In 2015, Michigan legislators voted to wrap up the state’s film subsidy program – with the last dollar being paid out recently. This was nearly a decade after the program started and ultimately became the most generous in the nation, spending nearly half a billion dollars over time.
More than 40 states have film incentive programs, but a review of the evidence finds none of them return money to state treasuries. A few have joined Michigan in cutting back their programs, with Virginia the latest to reconsider the value of giving tax dollars for film production. A state report from Virginia auditors finds the incentives are a net loss for taxpayers and generate few economic benefits.

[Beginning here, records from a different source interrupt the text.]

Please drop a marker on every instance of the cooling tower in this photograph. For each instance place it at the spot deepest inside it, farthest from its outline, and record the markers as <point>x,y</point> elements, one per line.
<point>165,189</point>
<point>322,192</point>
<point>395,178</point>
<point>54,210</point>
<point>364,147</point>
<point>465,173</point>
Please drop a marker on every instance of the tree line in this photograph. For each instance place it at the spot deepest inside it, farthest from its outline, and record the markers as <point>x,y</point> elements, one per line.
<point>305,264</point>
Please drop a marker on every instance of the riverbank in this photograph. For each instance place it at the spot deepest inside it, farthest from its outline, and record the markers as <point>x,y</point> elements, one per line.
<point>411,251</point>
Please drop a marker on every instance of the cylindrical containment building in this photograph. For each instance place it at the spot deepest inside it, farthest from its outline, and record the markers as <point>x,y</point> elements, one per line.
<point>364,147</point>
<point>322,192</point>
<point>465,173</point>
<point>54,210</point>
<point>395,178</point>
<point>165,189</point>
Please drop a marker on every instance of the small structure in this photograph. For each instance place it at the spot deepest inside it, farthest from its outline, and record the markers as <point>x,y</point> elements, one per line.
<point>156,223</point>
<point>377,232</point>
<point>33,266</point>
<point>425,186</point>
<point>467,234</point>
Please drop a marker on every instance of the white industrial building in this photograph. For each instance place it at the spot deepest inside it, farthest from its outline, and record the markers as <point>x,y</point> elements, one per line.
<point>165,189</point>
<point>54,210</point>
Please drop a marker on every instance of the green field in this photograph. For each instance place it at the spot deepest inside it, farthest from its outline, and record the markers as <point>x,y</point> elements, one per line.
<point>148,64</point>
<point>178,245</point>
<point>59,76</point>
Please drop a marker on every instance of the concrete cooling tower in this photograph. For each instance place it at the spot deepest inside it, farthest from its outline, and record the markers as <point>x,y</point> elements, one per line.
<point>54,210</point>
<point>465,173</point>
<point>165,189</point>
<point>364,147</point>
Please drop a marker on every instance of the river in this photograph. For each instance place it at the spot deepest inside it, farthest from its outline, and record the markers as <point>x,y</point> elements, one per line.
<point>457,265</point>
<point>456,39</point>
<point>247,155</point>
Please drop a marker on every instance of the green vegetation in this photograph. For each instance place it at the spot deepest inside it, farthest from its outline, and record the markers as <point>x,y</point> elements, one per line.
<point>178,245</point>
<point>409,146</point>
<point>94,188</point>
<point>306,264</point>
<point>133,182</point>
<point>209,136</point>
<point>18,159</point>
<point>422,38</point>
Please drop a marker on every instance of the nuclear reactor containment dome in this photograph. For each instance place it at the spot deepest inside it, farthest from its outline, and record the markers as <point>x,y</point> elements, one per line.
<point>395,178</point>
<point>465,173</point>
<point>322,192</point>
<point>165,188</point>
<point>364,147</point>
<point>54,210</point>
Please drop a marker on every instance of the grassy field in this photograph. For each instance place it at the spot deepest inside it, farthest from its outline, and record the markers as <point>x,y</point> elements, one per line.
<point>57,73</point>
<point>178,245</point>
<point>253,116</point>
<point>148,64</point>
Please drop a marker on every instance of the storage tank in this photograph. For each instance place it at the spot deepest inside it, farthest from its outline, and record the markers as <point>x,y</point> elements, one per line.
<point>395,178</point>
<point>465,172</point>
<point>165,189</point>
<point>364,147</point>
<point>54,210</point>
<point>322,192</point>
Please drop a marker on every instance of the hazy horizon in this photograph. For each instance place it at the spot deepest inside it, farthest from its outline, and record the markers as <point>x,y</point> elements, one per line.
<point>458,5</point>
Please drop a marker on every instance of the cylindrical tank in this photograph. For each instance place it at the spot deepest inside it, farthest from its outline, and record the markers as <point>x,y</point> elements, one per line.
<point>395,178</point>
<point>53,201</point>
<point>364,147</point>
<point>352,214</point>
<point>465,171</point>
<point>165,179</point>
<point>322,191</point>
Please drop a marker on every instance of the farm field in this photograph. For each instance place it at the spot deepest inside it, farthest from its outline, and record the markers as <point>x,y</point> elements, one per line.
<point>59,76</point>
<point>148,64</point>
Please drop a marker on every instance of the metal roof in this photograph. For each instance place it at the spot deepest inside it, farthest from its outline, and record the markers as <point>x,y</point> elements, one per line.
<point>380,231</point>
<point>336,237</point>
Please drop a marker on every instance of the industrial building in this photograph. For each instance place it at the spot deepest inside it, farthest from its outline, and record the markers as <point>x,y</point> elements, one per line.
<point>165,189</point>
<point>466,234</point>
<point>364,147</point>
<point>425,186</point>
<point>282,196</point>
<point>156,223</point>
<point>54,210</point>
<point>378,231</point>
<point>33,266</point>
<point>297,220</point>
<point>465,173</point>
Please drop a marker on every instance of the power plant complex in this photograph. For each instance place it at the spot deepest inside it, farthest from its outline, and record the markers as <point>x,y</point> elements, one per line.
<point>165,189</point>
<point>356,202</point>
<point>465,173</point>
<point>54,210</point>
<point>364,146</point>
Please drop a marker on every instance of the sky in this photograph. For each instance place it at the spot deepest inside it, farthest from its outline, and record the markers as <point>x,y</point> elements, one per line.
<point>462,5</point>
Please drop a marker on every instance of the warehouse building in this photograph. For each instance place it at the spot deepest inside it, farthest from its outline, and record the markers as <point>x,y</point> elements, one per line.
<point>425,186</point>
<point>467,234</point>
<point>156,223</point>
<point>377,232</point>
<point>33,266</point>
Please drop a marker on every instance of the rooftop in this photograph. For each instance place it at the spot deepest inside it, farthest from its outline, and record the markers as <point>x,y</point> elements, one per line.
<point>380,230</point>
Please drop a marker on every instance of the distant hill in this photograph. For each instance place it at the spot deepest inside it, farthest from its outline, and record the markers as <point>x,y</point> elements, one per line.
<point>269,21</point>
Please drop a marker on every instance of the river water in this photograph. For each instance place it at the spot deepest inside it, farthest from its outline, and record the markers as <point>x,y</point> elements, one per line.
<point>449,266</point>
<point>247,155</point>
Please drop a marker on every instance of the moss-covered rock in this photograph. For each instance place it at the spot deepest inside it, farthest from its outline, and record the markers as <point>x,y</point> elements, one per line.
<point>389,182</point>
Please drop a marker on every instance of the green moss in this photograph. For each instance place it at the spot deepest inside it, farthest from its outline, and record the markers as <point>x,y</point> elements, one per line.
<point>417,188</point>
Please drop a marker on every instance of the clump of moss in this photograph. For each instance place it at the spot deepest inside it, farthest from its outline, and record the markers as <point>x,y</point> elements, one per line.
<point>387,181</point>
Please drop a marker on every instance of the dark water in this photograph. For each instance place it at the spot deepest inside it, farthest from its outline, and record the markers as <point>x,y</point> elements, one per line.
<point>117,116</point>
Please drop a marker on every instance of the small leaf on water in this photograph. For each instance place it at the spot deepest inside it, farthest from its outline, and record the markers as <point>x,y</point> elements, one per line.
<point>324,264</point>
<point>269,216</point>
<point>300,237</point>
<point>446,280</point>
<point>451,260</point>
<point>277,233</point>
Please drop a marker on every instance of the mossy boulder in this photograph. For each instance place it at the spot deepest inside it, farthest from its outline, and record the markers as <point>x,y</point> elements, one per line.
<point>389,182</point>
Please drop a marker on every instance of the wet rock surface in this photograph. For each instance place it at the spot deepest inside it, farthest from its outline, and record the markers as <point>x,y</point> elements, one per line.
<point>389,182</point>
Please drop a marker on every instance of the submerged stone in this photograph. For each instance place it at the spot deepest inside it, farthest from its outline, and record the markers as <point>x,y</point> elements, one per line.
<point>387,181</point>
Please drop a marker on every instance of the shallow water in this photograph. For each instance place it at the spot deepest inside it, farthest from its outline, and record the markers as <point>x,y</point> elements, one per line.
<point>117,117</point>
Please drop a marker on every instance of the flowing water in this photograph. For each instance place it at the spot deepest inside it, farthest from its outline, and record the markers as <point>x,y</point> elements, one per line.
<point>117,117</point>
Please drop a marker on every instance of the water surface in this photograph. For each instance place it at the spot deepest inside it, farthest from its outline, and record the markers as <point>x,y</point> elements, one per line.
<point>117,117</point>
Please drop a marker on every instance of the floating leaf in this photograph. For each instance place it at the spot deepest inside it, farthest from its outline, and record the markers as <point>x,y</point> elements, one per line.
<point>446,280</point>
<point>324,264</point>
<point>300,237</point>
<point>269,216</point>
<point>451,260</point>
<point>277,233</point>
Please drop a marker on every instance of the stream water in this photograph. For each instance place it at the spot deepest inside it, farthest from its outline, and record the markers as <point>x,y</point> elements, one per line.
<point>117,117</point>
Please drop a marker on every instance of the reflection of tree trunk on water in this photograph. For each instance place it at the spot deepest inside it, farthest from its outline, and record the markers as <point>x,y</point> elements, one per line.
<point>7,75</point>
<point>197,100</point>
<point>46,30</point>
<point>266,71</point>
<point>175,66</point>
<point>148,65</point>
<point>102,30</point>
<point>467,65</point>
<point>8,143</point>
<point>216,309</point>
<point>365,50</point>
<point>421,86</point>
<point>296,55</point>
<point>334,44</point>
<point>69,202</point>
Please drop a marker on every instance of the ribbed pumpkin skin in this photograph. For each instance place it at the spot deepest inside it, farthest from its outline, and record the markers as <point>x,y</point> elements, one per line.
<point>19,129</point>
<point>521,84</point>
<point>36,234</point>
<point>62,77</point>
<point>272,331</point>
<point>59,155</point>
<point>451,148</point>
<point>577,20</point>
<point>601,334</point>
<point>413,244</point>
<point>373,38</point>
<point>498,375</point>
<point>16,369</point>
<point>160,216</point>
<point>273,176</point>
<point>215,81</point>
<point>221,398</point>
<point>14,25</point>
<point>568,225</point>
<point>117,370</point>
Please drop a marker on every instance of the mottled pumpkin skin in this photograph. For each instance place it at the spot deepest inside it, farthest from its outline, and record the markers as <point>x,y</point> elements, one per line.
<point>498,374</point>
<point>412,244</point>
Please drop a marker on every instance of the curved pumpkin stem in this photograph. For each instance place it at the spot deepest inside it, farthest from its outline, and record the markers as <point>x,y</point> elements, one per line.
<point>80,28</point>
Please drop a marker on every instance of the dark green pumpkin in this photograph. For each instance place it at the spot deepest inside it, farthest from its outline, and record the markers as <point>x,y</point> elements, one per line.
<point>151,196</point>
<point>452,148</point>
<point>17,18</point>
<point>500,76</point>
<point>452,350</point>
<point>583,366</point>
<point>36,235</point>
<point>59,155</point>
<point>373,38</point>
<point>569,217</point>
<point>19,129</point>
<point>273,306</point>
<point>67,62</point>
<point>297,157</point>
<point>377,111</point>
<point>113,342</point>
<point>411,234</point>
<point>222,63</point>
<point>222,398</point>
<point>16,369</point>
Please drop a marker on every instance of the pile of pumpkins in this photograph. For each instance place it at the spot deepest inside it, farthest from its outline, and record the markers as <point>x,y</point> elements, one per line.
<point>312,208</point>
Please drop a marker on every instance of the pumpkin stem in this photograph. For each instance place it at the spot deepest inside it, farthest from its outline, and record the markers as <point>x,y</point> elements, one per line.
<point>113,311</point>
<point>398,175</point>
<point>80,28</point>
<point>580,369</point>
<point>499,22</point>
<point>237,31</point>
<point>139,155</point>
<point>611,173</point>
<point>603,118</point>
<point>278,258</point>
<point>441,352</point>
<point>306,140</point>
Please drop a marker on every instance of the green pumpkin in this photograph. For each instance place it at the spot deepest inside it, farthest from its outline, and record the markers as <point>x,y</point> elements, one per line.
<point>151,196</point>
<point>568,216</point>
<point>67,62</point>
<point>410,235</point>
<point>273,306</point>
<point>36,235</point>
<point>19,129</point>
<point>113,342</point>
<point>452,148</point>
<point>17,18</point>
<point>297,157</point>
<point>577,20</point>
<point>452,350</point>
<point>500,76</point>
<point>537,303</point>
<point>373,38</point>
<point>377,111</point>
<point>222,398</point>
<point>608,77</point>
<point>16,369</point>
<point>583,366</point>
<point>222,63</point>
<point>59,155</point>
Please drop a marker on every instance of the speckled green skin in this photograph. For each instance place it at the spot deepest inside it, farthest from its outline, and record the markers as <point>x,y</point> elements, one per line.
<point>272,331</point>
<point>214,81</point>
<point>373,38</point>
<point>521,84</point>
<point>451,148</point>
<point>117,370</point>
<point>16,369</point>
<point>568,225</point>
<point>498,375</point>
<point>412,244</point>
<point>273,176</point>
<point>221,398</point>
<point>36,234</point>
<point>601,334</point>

Proponents say subsidies for filmmaking are good for the economy, but enticing filmmakers to come to state comes at a substantial cost. The transfers move production from one state to another and set off a race to the bottom to see which state can be the most profligate. That’s what happened in Michigan: Film production picked up when the program was uncapped. But even with tens of millions of dollars spent in the final year of the program, Michigan had fewer film jobs than before the subsidies began.
A new study by Charles Swenson of the University of Southern California looks at the experience of many states.
This study finds that while movie production incentives were effective in increasing the number of film production employment and establishments for a few states such as New York and California from 1998 to 2011, there was no discernable increase across all states. Much of this noneffect appears because of a “crowding out” effect due to the sheer number of states with incentives.
In other words, jobs may increase in the short-term, but it’s tough to build an industry.
USA Today has developed a database of more than 5,000 projects that get incentives from states. Corporations behind virtually every major television show and movie try to get special benefits from taxpayers.
These projects are a drain on state budgets and do not justify their costs. It’s good that Michigan ended its program. Other states should follow.